23.11.18

Carta branca


Virginia Astley, “A Summer Long Since Passed”, in https://www.youtube.com/watch?v=VozZoFLsQQI
Olhamos pelos interstícios da tarde, quando julgamos que o tempo está por defeito. Assinamos riscos aleatórios na folha branca, que compomos a meias. Não há distração que oblitere o exercício lúdico. É daqueles momentos em que parece que tudo à volta se suspende e podíamos jurar que somos os únicos habitantes do planeta.
Seremos os atores principais, ou meros figurantes – não interessa. Um de nós arrisca a primeira palavra que suplanta os meros riscos desordenados que ensaiavam um desenho sem sentido: “alicerce”. Não é repto alinhavado ao calhas. O outro responde e desenha lentamente a palavra-réplica: “confiança”. É como se fosse um poema a duas mãos (e apenas a duas porque é a soma das mãos compulsadas na escrita, uma de cada um). Repetimos as palavras do outro, na metade da folha que açambarcamos para cada um. Na linha finita, apertam-se as letras para o cabimento da palavra. Nem o alicerce nem a confiança se intimidam com o abismo que é a fronteira da página; se preciso fosse, continuávamos a escrita para as nossas mãos, nelas tatuando as legendas que selam a folha já não em branco.
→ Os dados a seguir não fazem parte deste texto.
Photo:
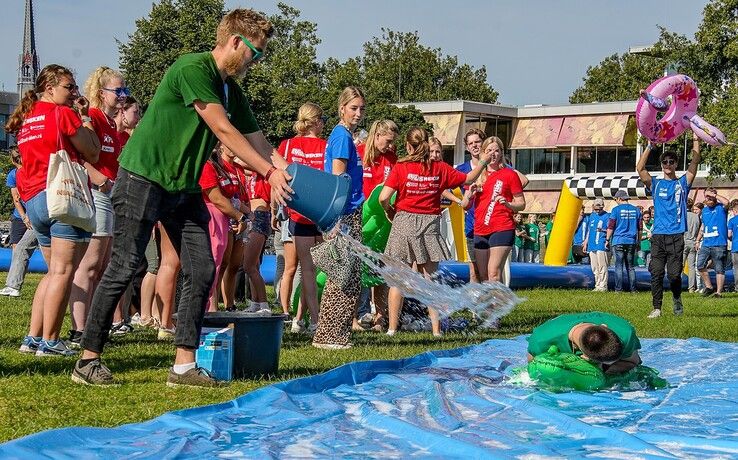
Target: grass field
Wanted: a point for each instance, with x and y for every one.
(37, 393)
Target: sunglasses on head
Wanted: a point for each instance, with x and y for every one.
(258, 53)
(123, 91)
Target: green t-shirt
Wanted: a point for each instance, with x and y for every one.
(534, 232)
(172, 143)
(556, 332)
(519, 240)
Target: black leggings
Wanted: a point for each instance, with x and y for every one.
(666, 253)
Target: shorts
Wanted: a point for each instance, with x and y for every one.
(493, 240)
(103, 213)
(46, 228)
(298, 229)
(262, 223)
(17, 230)
(716, 253)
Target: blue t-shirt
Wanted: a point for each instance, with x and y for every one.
(626, 218)
(714, 226)
(341, 147)
(670, 205)
(733, 227)
(10, 182)
(466, 168)
(581, 231)
(597, 231)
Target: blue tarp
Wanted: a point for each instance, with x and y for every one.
(450, 404)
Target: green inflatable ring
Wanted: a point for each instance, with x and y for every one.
(566, 371)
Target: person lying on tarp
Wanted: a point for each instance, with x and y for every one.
(601, 338)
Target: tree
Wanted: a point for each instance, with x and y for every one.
(173, 28)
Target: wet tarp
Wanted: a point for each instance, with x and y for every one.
(450, 404)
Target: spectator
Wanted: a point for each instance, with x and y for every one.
(623, 233)
(670, 222)
(713, 242)
(594, 244)
(690, 246)
(22, 238)
(338, 306)
(49, 117)
(197, 103)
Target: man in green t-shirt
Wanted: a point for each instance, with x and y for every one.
(602, 338)
(197, 103)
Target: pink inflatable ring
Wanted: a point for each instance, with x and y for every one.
(684, 97)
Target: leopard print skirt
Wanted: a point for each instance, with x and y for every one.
(337, 305)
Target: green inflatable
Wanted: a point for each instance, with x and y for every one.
(566, 371)
(374, 232)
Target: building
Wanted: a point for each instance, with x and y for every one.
(550, 143)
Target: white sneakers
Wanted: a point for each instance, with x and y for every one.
(10, 292)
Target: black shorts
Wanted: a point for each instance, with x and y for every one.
(298, 229)
(17, 230)
(496, 239)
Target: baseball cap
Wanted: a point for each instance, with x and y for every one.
(621, 195)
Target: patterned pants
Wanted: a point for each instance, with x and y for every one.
(337, 306)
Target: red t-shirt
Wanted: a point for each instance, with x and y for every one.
(377, 172)
(110, 145)
(419, 188)
(39, 138)
(490, 216)
(226, 180)
(308, 151)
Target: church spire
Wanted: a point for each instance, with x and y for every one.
(28, 61)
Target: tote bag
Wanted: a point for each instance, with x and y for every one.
(68, 196)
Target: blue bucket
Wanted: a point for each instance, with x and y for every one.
(319, 196)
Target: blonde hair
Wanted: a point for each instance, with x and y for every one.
(307, 118)
(100, 78)
(379, 128)
(417, 138)
(244, 21)
(347, 95)
(492, 139)
(49, 75)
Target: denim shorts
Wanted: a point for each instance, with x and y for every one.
(716, 253)
(103, 213)
(46, 228)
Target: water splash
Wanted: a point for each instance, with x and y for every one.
(489, 300)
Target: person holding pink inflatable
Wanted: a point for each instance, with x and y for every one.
(670, 222)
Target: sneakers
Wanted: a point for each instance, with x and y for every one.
(93, 373)
(30, 344)
(54, 348)
(197, 377)
(10, 292)
(75, 337)
(678, 307)
(165, 334)
(332, 346)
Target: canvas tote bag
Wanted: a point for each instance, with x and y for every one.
(68, 195)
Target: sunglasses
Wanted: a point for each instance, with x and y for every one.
(119, 92)
(258, 53)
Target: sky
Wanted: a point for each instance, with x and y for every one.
(535, 51)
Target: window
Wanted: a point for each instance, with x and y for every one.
(543, 161)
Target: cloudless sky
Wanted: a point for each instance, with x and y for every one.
(535, 51)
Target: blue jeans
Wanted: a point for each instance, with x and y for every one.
(138, 204)
(624, 261)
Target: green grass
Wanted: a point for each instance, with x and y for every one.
(37, 394)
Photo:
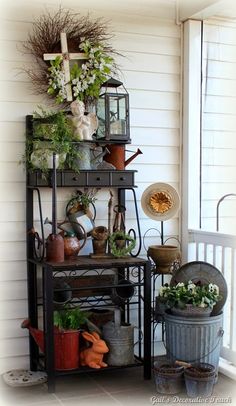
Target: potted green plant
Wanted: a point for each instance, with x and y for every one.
(121, 244)
(67, 321)
(52, 132)
(189, 299)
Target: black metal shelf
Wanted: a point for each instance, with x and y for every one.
(42, 274)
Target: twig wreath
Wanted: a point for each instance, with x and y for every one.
(121, 251)
(83, 35)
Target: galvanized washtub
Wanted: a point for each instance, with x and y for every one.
(194, 339)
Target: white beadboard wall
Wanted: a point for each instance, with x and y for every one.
(219, 125)
(151, 74)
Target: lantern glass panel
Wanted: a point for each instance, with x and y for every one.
(101, 115)
(117, 115)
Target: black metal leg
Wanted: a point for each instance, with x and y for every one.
(33, 313)
(147, 321)
(48, 327)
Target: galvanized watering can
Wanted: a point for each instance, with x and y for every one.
(120, 340)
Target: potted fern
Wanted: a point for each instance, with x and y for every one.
(52, 132)
(67, 321)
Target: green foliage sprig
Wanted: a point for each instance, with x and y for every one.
(52, 132)
(86, 80)
(70, 318)
(197, 295)
(121, 251)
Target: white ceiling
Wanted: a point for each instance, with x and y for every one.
(168, 9)
(202, 9)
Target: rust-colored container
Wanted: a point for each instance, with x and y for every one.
(116, 156)
(55, 248)
(72, 245)
(66, 345)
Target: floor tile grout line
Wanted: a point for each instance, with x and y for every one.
(57, 398)
(108, 393)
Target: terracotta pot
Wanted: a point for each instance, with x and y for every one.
(72, 245)
(99, 246)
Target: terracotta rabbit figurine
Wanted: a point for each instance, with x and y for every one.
(93, 355)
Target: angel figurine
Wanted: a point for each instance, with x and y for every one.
(84, 125)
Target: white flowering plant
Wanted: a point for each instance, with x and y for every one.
(196, 294)
(86, 80)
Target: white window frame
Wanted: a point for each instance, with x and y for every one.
(192, 53)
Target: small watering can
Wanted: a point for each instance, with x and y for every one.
(120, 340)
(116, 156)
(97, 154)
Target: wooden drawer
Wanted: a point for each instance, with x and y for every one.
(74, 179)
(37, 179)
(99, 179)
(122, 178)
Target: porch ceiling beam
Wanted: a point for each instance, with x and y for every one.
(202, 9)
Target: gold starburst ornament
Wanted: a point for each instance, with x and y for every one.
(160, 201)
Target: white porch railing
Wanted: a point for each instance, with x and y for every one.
(219, 250)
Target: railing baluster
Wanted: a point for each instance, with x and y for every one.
(232, 304)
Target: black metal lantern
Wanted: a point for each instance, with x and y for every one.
(113, 113)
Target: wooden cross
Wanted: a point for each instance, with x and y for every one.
(66, 57)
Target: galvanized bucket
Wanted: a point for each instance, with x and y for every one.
(120, 340)
(194, 339)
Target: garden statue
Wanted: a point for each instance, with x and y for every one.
(84, 125)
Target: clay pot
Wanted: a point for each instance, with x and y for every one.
(164, 256)
(72, 245)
Perguntas: “precisamos de heróis?”. Digo, sem hesitar, acertando o passo com a nossa genética: “não! Temo-los em nós, caso achemos que é preciso nortear a vida pela bússola de um herói.” Arregimenta-se a vontade para outro par de palavras. Desta vez começo eu: “maresia”. Não precisas de esperar muito para cintar o desafio: “janela”. Não te contentas com uma palavra e, ato contínuo, fazes deslizar vagarosamente as letras que, dizes, compõem a palavra-irmã da por ti escolhida: “manhã”. Ficas à espera da minha palavra para completar a quadrilogia. Acerto o passo com a tua sintonia: “ternura”.
Unimos as pontas que estão desatadas pelo sortilégio das palavras soltas. Detemos o olhar no entardecer que se firma no horizonte, enquanto o sol desmaia na véspera do anoitecer. As mãos entrelaçam-se e sentimos as veias que transportam o sangue em combustão. O vento despenteia os cabelos, mas não damos o flanco. O mar está diante dos olhos a moldar a quimera de que somos fautores. Olhamos para a folha, já não em branco. Observamos as caligrafias diferentes que se unem no pressentimento contínuo, uníssono. O manuscrito sela um contrato com mais valor do que todos os contratos arquivados em notários. E damos conta que, antes do exercício conjunto, antes de depormos as palavras sortilégio, a folha em branco era isso mesmo – uma folha em branco. 
Tomámos uma resolução: demos carta branca um ao outro, e por isso soletrámos, na carta partilhada, com a vaidade do que somos em reciprocidade: alicerce, confiança, maresia, janela, manhã, ternura. Não podia haver carta branca se não fossemos penhores destes motes.